JPH01267325A - Gas turbine combustor for low calorie gas - Google Patents

Abstract

PURPOSE:To ignite low calorie gas so easily without generating NOx by inhaling combustion air in the inner part of an auxiliary burner, while whirling a flame in the inner part of a subcombustion chamber consisting of ceramics, and spraying it to the side of a main combustion chamber. CONSTITUTION:To the inlet side of a main combustion chamber 1, there is provided with a ceramic subcombustion chamber. Likewise in and around an outlet of the subcombustion chamber 2, there is provided with a main fuel injection nozzle 3 and a combustion air injection nozzle 4. In addition, in an inner part of the subcombustion chamber, there is provided with an auxiliary burner 5 which sprays a mixture of high calorie gas or the auxiliary fuel and combustion air. Then, a high temperature flame formed in the inner part of the subcombustion chamber 2 is whirled, spraying it to the side of the main combustion chamber 1. On the other hand, an ejector 18 is set up in space between a fuel injection nozzle 15 in the auxiliary burner 5 and an igniter 16, while a feed pipe 23 and an air inlet 19, feeding primary air in a duct 13, are set up in and around this ejector 18.

Description

DETAILED DESCRIPTION OF THE INVENTION Field of the Invention The present invention relates to gas turbine combustors. More specifically, the present invention relates to a gas turbine combustor for low-calorie gas that uses low-calorie gas, such as coal gasified gas, as fuel.
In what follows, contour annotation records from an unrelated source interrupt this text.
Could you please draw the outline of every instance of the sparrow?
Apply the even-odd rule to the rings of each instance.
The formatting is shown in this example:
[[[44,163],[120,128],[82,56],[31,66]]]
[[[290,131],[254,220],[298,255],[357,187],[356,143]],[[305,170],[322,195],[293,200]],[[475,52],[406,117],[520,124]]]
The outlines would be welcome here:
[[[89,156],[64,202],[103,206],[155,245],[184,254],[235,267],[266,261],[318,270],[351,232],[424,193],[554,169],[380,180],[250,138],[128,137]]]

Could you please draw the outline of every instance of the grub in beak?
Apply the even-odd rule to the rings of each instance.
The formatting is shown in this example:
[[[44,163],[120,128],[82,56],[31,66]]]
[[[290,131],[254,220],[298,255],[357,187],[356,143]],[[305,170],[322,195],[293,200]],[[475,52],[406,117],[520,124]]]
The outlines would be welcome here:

(Conventional technology) Currently, the development of coal gasification or liquefaction technology has been proposed as a means of developing coal conversion and utilization technology, and is being promoted in various countries. As part of this development, gas produced by coal gasification (hereinafter referred to as coal gasification gas or produced gas), especially 2-000 kcal/Nrg
There is a need for the development of a gas turbine combustor for low-calorie gas that uses low-calorie gas as fuel.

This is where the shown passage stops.